Mudar o mundo começa arrumando a própria cama
É aqui, caro leitor, que me preparo para terminar o texto, mas calma aí, não pule para o fim nem pare agora, que quero levar você a pensar um pouco sobre tudo o que escrevi até agora, mas a partir de outra perspectiva. Um dia desses participei de um retiro para casais e o muito instruído palestrante enfatizava o papel da família católica no mundo. Em dado momento, ele disse que o futuro do nosso país, do nosso planeta passava pelos lares católicos. O Brasil precisava de nós, famílias católicas, dizia ele. Eu entendo e concordo que a belíssima e elevada vocação das famílias católicas – a santidade – é testemunho e remédio para o mundo ferido pelo pecado. Contudo, nunca fui muito fã dessas concepções tão ambiciosas de impactar um país inteiro, o mundo, a galáxia, o universo. Acho que combina melhor com filmes de heróis, como Vingadores, em que tem sempre alguém capaz de acabar com planetas inteiros com um estalar de dedos. Ao fim e ao cabo, no nosso mundo real, vale aquela velha história, tão bem expressa pelo Almirante William H. McRaven:
“Se você quer mudar o mundo, deveria começar arrumando a sua própria cama toda manhã”.

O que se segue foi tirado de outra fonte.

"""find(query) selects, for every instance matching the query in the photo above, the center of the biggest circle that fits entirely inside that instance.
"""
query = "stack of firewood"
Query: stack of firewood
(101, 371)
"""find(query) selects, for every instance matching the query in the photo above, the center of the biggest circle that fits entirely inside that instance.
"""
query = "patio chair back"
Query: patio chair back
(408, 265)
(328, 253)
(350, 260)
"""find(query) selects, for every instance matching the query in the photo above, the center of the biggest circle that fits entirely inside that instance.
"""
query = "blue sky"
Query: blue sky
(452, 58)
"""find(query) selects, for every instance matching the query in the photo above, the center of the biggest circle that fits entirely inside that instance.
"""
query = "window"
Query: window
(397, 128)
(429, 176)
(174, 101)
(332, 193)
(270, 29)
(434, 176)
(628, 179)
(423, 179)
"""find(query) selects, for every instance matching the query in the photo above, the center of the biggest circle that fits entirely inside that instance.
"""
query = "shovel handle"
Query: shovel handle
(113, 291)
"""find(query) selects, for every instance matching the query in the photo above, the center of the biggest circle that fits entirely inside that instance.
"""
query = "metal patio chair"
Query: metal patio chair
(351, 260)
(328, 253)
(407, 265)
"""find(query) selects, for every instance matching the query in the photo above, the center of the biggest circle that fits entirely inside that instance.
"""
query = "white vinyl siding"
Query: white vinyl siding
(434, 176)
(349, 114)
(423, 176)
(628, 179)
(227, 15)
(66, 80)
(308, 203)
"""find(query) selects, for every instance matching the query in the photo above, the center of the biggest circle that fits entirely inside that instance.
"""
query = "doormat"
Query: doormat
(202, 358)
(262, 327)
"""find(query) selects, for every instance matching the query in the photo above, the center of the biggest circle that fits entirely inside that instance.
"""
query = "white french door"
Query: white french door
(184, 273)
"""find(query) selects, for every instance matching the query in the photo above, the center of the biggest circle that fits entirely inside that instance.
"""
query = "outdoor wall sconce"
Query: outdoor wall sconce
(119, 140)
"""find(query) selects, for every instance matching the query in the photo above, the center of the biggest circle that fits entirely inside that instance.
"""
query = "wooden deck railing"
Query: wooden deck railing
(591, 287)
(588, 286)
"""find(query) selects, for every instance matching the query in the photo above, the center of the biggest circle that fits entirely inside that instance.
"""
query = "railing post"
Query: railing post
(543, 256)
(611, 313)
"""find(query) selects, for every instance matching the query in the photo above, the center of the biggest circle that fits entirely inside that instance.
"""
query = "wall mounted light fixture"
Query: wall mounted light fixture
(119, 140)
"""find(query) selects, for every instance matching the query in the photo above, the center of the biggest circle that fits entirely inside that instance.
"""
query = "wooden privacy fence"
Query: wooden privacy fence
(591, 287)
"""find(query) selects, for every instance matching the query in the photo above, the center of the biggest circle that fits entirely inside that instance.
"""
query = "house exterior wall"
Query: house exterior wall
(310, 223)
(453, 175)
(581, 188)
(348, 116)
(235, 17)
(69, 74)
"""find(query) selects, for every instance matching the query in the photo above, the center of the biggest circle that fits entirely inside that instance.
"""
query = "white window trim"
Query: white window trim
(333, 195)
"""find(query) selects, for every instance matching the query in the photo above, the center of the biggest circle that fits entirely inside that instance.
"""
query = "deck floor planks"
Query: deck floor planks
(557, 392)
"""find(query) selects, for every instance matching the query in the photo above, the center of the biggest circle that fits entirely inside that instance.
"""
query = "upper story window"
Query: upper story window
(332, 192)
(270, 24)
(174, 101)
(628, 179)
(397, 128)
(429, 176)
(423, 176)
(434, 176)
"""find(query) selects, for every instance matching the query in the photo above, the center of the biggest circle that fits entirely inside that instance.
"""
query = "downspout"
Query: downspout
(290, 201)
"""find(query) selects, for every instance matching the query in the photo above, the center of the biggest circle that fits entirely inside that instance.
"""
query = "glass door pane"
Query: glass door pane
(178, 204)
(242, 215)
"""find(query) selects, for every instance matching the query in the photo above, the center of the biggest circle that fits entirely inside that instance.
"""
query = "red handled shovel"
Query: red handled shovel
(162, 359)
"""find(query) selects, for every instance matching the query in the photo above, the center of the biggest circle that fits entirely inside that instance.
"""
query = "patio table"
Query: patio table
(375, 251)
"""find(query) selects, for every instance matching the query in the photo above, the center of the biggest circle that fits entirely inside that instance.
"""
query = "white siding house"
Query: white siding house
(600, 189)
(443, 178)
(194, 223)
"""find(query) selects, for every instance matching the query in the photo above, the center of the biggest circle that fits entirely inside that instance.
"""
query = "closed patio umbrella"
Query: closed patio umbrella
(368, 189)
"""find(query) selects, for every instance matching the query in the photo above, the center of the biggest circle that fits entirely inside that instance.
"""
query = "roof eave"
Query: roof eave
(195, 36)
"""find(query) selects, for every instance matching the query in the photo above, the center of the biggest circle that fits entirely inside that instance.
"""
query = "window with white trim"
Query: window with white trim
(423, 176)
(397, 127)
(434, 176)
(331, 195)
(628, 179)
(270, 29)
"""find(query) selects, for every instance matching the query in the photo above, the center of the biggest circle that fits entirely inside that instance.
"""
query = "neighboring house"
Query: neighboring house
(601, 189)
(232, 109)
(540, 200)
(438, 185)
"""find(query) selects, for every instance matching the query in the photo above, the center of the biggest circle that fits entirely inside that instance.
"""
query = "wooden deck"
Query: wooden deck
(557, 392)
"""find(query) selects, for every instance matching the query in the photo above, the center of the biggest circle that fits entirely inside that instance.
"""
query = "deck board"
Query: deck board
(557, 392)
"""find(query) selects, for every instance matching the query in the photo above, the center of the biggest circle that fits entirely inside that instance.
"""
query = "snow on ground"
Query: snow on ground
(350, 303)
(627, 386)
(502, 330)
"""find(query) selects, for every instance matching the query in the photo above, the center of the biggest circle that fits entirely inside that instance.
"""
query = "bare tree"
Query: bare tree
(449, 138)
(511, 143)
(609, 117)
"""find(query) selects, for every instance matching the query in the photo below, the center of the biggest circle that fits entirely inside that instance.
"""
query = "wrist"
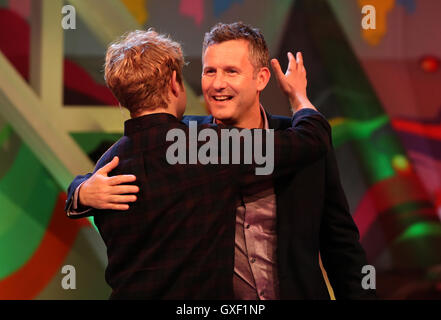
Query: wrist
(301, 103)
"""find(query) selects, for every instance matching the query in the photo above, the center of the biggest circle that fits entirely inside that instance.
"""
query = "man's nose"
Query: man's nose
(219, 82)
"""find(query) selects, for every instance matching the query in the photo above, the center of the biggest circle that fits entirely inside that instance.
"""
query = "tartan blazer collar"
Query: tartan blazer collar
(134, 125)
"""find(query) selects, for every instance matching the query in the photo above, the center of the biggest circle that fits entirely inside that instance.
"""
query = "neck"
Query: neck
(254, 119)
(171, 111)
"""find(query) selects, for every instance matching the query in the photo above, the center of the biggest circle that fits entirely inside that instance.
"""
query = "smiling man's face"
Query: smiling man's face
(230, 83)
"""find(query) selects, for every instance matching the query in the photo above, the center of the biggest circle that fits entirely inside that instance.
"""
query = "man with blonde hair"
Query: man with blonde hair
(176, 241)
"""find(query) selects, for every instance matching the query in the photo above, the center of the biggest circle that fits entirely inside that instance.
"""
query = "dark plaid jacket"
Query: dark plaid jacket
(177, 240)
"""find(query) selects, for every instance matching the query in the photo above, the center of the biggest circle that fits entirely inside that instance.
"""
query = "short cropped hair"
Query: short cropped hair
(258, 50)
(139, 67)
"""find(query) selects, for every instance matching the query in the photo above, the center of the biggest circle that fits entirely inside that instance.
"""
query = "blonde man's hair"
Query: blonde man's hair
(139, 67)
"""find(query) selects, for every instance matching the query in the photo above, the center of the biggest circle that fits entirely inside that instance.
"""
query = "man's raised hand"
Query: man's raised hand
(103, 192)
(293, 82)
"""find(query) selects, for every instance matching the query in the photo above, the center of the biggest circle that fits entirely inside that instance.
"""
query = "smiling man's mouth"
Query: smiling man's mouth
(222, 98)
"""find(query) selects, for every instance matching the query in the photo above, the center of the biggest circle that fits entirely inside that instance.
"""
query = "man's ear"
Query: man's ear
(174, 85)
(263, 77)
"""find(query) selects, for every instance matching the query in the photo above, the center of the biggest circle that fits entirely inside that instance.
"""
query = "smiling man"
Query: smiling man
(280, 230)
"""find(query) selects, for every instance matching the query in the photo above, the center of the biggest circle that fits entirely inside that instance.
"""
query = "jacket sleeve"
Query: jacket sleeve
(342, 255)
(307, 140)
(70, 195)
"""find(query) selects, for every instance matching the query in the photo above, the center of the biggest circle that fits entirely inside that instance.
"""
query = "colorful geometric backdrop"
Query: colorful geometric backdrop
(380, 89)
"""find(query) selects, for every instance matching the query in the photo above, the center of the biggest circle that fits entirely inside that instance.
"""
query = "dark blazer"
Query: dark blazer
(177, 240)
(313, 217)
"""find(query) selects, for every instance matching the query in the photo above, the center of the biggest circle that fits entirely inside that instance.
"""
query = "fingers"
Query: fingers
(299, 59)
(115, 206)
(120, 179)
(277, 69)
(121, 199)
(109, 167)
(292, 64)
(123, 189)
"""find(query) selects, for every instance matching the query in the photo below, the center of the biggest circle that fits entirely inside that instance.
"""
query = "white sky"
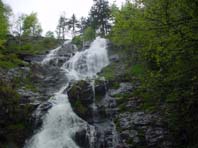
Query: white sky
(49, 11)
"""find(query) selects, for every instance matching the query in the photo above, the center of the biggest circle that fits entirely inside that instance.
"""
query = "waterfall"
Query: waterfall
(60, 123)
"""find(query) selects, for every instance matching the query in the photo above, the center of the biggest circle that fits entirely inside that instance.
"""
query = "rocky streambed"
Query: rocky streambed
(107, 104)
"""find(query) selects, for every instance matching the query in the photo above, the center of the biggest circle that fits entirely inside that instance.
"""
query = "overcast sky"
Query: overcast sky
(48, 11)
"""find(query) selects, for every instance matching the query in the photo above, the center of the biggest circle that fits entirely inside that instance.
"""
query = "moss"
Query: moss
(109, 72)
(8, 61)
(79, 107)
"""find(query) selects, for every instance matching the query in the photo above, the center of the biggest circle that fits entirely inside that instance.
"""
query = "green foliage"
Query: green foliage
(10, 61)
(49, 34)
(30, 45)
(77, 40)
(163, 34)
(89, 34)
(4, 23)
(79, 107)
(31, 26)
(99, 16)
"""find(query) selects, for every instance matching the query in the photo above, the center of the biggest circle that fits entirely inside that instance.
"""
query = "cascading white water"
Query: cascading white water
(60, 123)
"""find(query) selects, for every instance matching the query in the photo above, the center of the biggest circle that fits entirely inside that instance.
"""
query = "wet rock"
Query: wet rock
(154, 135)
(124, 88)
(140, 118)
(114, 58)
(82, 139)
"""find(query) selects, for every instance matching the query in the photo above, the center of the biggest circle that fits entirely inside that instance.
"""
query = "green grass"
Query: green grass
(8, 61)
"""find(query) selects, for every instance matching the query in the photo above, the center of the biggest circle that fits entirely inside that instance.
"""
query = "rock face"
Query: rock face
(122, 122)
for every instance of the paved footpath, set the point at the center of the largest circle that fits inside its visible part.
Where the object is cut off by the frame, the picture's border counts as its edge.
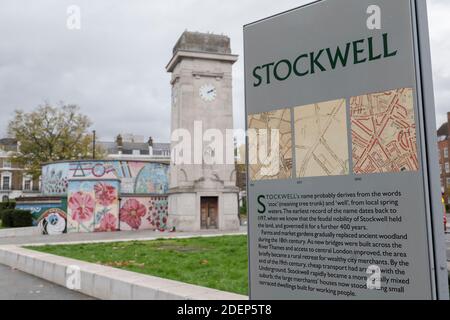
(111, 237)
(17, 285)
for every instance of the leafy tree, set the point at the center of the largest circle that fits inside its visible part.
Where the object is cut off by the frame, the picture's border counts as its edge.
(51, 134)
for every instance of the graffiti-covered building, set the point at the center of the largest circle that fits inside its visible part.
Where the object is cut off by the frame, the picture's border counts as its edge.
(100, 196)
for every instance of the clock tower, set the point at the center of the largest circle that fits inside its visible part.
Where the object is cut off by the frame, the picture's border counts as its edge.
(203, 192)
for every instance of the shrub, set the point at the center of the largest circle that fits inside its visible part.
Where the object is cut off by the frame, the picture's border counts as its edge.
(7, 205)
(12, 218)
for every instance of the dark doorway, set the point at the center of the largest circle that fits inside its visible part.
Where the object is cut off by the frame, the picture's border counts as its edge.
(209, 212)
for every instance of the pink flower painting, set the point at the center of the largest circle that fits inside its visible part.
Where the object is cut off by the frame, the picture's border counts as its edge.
(81, 206)
(108, 223)
(132, 213)
(105, 194)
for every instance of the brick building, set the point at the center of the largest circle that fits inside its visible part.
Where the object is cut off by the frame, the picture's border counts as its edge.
(444, 159)
(14, 182)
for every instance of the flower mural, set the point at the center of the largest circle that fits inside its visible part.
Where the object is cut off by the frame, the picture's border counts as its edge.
(158, 213)
(105, 194)
(132, 213)
(108, 223)
(81, 206)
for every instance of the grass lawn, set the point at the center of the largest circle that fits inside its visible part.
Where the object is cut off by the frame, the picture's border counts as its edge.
(218, 262)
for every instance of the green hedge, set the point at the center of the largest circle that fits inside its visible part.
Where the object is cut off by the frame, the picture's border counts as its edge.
(12, 218)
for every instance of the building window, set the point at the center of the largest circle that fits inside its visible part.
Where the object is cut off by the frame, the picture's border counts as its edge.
(27, 184)
(6, 163)
(6, 183)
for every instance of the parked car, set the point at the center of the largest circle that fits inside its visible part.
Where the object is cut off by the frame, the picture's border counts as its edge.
(445, 215)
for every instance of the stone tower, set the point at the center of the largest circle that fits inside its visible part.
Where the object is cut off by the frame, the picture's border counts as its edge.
(203, 193)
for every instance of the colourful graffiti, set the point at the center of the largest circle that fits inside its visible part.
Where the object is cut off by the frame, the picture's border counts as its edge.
(53, 222)
(55, 179)
(50, 217)
(136, 177)
(93, 206)
(139, 213)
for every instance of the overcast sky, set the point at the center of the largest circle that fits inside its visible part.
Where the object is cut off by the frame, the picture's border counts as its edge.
(114, 66)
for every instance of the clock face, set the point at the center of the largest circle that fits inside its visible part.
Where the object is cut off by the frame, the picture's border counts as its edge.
(208, 92)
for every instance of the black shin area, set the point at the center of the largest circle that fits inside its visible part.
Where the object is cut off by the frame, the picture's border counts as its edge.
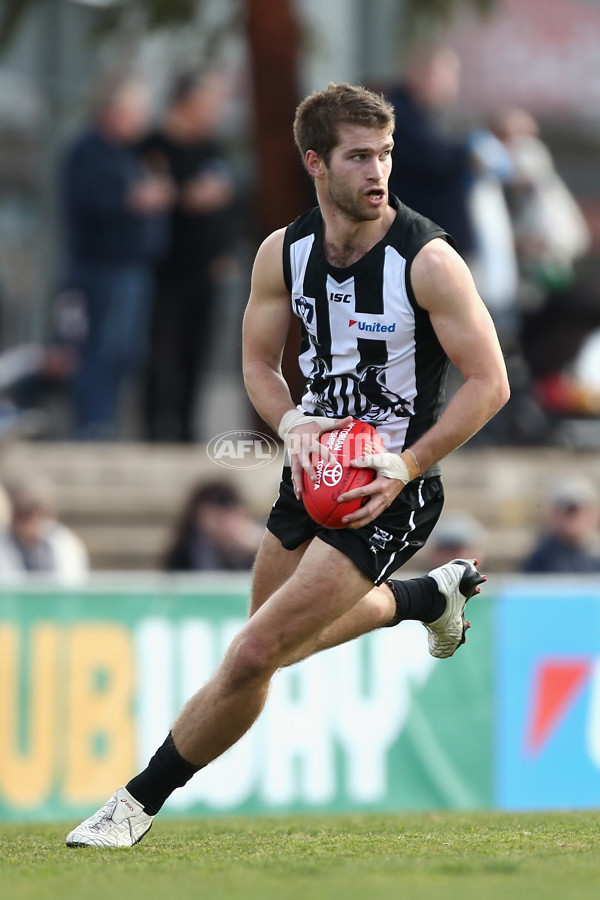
(166, 771)
(417, 598)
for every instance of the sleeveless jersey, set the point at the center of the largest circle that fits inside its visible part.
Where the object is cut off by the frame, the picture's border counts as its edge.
(368, 349)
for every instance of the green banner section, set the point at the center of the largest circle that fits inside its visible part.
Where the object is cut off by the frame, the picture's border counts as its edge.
(91, 680)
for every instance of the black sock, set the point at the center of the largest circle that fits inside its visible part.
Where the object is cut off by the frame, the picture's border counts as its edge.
(166, 771)
(418, 598)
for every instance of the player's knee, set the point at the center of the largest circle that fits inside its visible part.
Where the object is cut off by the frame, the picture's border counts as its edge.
(250, 659)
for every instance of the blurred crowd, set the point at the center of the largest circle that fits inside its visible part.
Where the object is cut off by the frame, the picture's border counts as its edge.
(215, 530)
(151, 230)
(496, 189)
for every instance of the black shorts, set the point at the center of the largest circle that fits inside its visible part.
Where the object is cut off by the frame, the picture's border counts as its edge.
(380, 547)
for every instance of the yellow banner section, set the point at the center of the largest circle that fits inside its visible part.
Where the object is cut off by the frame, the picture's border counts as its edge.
(75, 733)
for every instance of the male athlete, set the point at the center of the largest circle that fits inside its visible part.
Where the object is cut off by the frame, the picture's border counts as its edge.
(359, 259)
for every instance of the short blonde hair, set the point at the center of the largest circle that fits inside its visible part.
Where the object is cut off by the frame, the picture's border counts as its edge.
(320, 114)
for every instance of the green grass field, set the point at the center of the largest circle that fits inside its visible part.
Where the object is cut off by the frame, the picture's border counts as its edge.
(467, 856)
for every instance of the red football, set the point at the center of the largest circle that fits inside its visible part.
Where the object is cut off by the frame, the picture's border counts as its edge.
(320, 497)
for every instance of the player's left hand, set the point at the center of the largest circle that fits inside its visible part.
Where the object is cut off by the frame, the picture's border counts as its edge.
(380, 493)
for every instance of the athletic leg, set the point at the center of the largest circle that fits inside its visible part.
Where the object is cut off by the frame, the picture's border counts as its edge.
(324, 585)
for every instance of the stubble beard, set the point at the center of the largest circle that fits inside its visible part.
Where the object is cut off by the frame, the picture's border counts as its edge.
(350, 206)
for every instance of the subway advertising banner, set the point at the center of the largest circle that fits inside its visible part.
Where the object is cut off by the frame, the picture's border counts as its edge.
(91, 680)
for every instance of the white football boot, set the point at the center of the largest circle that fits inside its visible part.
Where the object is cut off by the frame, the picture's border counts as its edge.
(121, 822)
(458, 581)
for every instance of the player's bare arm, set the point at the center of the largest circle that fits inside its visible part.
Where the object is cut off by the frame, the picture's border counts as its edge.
(443, 286)
(266, 324)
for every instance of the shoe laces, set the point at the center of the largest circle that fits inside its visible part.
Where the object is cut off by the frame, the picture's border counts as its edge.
(104, 815)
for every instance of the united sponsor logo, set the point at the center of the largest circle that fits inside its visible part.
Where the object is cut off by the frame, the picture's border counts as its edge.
(377, 327)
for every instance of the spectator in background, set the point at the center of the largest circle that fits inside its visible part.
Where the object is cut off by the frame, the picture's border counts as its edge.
(215, 531)
(432, 171)
(35, 541)
(456, 536)
(198, 253)
(569, 540)
(558, 310)
(113, 210)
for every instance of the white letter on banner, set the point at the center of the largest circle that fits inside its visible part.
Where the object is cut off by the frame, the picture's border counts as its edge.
(592, 737)
(230, 780)
(369, 721)
(298, 762)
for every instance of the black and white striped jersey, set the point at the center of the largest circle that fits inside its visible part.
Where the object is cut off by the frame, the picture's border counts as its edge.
(368, 349)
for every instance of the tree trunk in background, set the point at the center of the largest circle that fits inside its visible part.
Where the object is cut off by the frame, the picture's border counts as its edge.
(283, 189)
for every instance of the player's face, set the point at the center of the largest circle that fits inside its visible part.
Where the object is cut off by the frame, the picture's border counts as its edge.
(359, 170)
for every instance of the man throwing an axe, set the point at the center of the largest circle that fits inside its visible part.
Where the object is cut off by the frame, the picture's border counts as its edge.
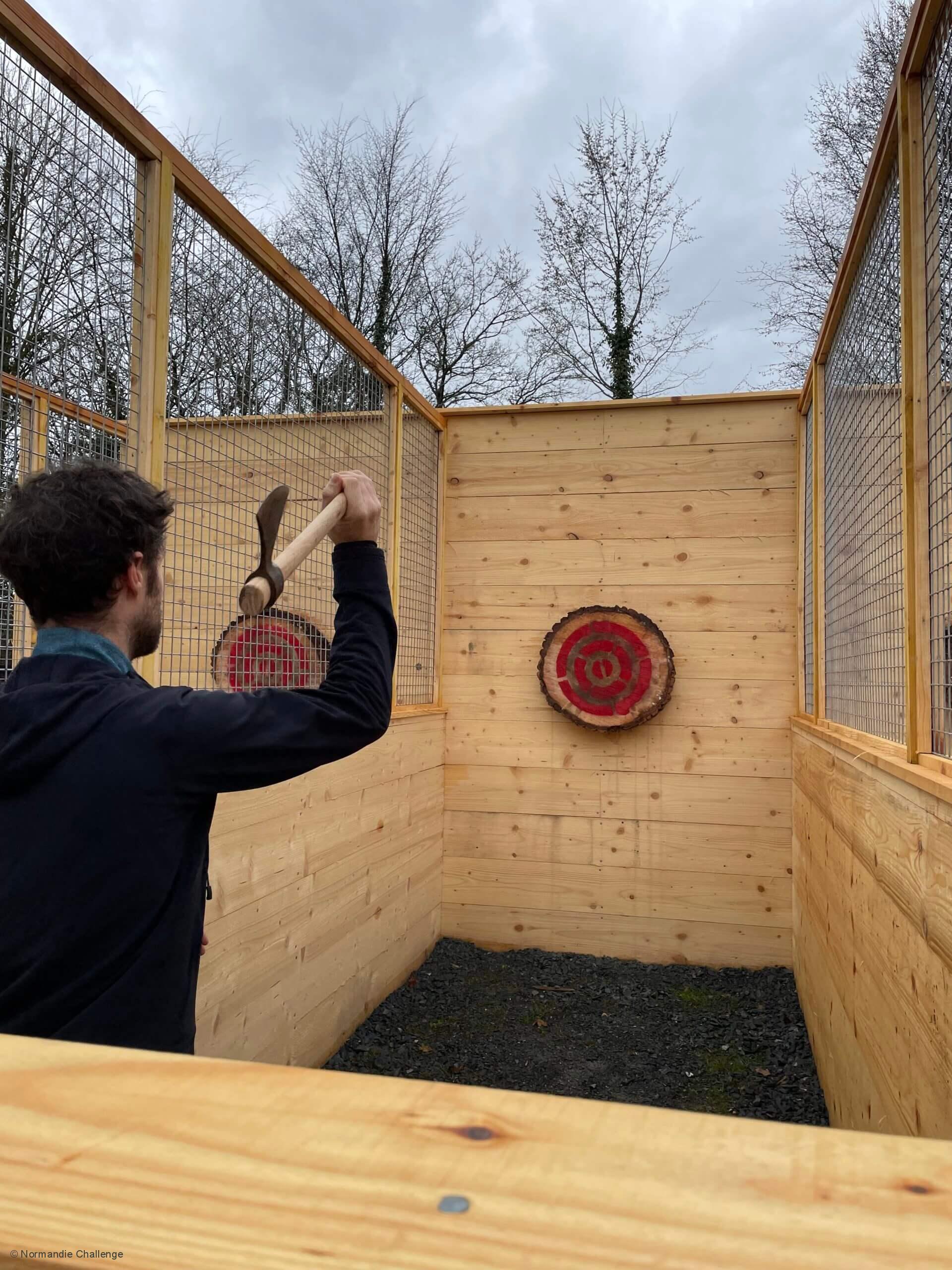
(108, 785)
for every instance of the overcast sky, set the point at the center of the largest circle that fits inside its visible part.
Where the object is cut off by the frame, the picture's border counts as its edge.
(503, 82)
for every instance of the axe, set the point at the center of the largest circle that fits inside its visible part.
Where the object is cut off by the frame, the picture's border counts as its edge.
(263, 587)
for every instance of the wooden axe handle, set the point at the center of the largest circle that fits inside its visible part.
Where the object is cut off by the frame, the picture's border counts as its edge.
(255, 595)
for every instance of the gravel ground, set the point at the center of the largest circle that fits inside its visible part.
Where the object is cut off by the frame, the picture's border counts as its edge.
(729, 1042)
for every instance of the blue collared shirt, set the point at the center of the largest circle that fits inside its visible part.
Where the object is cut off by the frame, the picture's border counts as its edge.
(59, 640)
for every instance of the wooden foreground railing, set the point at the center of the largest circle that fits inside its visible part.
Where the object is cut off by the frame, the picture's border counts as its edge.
(205, 1164)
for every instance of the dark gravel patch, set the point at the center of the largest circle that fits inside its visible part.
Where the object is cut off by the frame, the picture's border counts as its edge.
(728, 1042)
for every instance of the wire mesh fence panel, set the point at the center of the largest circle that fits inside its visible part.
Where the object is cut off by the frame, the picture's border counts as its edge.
(259, 395)
(937, 120)
(419, 562)
(865, 627)
(71, 223)
(809, 562)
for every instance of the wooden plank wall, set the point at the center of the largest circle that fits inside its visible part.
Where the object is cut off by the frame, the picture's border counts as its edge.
(670, 842)
(874, 940)
(327, 894)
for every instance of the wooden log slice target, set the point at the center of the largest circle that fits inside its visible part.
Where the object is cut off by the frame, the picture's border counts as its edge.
(275, 651)
(607, 668)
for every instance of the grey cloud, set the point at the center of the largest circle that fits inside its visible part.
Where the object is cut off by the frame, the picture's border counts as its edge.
(504, 80)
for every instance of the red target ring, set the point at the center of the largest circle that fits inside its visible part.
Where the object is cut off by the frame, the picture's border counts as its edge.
(275, 651)
(607, 668)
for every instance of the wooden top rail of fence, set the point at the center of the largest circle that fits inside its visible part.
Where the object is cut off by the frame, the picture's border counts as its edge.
(74, 75)
(176, 1161)
(27, 391)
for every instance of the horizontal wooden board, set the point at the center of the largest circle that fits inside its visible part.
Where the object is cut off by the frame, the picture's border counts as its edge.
(318, 885)
(629, 426)
(853, 1098)
(697, 656)
(662, 562)
(627, 470)
(486, 606)
(252, 1165)
(529, 790)
(639, 939)
(903, 836)
(737, 801)
(651, 844)
(890, 986)
(871, 877)
(695, 702)
(634, 892)
(563, 745)
(700, 513)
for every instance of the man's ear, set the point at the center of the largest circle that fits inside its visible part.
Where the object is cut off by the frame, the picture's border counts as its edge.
(135, 577)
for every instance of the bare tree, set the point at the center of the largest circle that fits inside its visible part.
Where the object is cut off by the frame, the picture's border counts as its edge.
(368, 212)
(844, 120)
(468, 330)
(607, 237)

7 de Setembro: Como produzir uvas doces no cotidiano
Se você chega a este Sete de Setembro desanimado com o seu país, com a violência, a injustiça social, os políticos, o egoísmo das pessoas ou o que quer que seja, lembre-se de que esse problema não é novo: em 1627 o Frei Vicente do Salvador já percebia isso, e não tenho dúvida de que a causa dos problemas do século XVII é a mesma daqueles dos séculos seguintes, até chegar ao nosso século XXI: trocamos o lenho da Cruz de Cristo por um lenho que acreditamos que nos faria ricos, mas que só nos empobreceu (e agora não estou falando do pau-brasil, mas de tudo aquilo que eu, você, e cada um coloca no lugar de Cristo).
O que fazer? Parece óbvio porque é óbvio: voltar a colocar Jesus como centro da sua vida, voltar a ser, em sua própria casa, Terra de Santa Cruz. Não estou dando ideia, caro leitor, para você criar um plebiscito, uma consulta popular ou alguma postagem viral para mudar o nome do nosso país. Vamos arrumar a nossa própria cama? O dono da vinha plantou excelentes videiras, cuidou, protegeu, e se mesmo assim as uvas neste nosso Brasil varonil estão saindo azedas, a minha melhor colaboração é: eu vou produzir uvas doces! Como? A resposta é dada pelo próprio Cristo:
“Eu sou a videira e vós os ramos. Aquele que permanece em mim e eu nele produz muito fruto; porque, sem mim, nada podeis fazer” (Jo 15, 5).